Later, the Cold Spring Sect's innovative thoughts were gradually acknowledged by the various groups in the Alliance, and Liu Hua's Medical Compendium also finally gained the importance it deserves.

Key Tenets of Long-Life
As the earliest contact point of the Ambrosial Arbor, the healers of the Luofu's Alchemy Commission have a deeper understanding of the core principles, biology, anatomy, and the process of conversion of long-life species than healers on the other Xianzhou ships do.

Everyone knows the author of Key Tenets of Long-Life is the famous healer Changsang from the Theophany Era. Some medical historians share the belief that this book was based on Changsang's writings, and only emerged in its current form after repeated modifications and edits by those who came later. For example, many records about the civilizations of long-life species were only discovered after the Theophany Era.

Key Tenets of Long-Life lists the physiological characteristics of twenty-six long-life species, all of which are further supported by anatomical and genetic evidence. In particular, the study of the Xianzhou natives' physiology has a profound impact on the establishment of the relevant regulations in the Ten-Lords Commission.



The Nutritional Sciences


Achievements in Alchemy
This book, compiled by the Zhuming Alchemy Commission, is a comprehensive summary of alchemical prescriptions and their smelting and refinement techniques. It is also an alchemy textbook used in the academy.

The crux of alchemy lies in synthesis and transformation. During the period before the Xianzhou set sail, alchemy was already divided into the medical and artifex branches, and the art was considered the most important cultural inheritance retained from the Primeval Imperium. In the era of the Ambrosial Arbor, medical alchemy progressed even further by leaps and bounds, illustrating the wonders of life across all its changes.

Following the Flaming Catastrophe War, many alchemical prescriptions in the Achievements in Alchemy were destroyed because of the Ambrosial Arbor and could never be restored. Nevertheless, a vast number of remedies recorded in the book can still be applied. For example, the revitalization pellet that enhances the self-healing capabilities of long-life species and the gallantry infusion that strengthens muscles and increases muscle power are military prescriptions still used even to this day.

Compendium of Remedies
This book is compiled by Dan Shu, the chief alchemist of the Luofu Alchemy Commissiono. Dan Shu's team extensively researched almost all the materia medica from the Theophany Era to the present, carefully selecting and summarizing a total of 39,500 medicinal prescriptions. About 3,726 of them were invented by Dan Shu and her team through medical practice.

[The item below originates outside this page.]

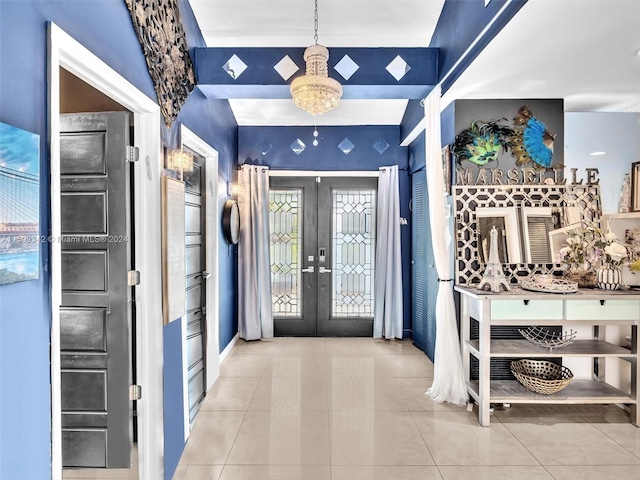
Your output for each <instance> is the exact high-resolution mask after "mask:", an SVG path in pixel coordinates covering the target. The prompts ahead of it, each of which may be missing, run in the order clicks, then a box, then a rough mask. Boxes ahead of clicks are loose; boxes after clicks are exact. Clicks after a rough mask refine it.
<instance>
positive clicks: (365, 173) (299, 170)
mask: <svg viewBox="0 0 640 480" xmlns="http://www.w3.org/2000/svg"><path fill="white" fill-rule="evenodd" d="M246 165H249V164H246ZM269 176H270V177H360V178H362V177H379V176H380V172H379V171H378V170H361V171H351V170H350V171H344V172H340V171H322V170H272V169H269Z"/></svg>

The Compendium of Remedies is widely recognized as the pinnacle of pharmacological achievements in Xianzhou's 8,000-year history. The book categorizes all the prescriptions into 28 sections based no the ailments they treat. Among them, the volumes of the Vasculature Section, the Orthopedic Section, and the Transfiguration Section are the most complete and detailed. The Gourd-Born Section and the Hatching-Born Section encompass the medical techniques of the foxians and Vidyadhara. The Mara Section is the most impressive, as it compiles the latest research findings on the study of mara-struck conditions over the past few centuries. After this book was published, it immediately became a must-have guidebook for every alchemist of the Alchemy Commission. It's also designated as the official textbook for all related disciplines in the academy.

Due to various reasons, the Alchemy Commission has irrevocably gone downhill. Against the historical backdrop of the Alchemy Commission, the birth of the Compendium of Remedies is undoubtedly a boost of confidence that encourages the Alchemy Commission to start exploring the value and meaning of its existence in modern society again.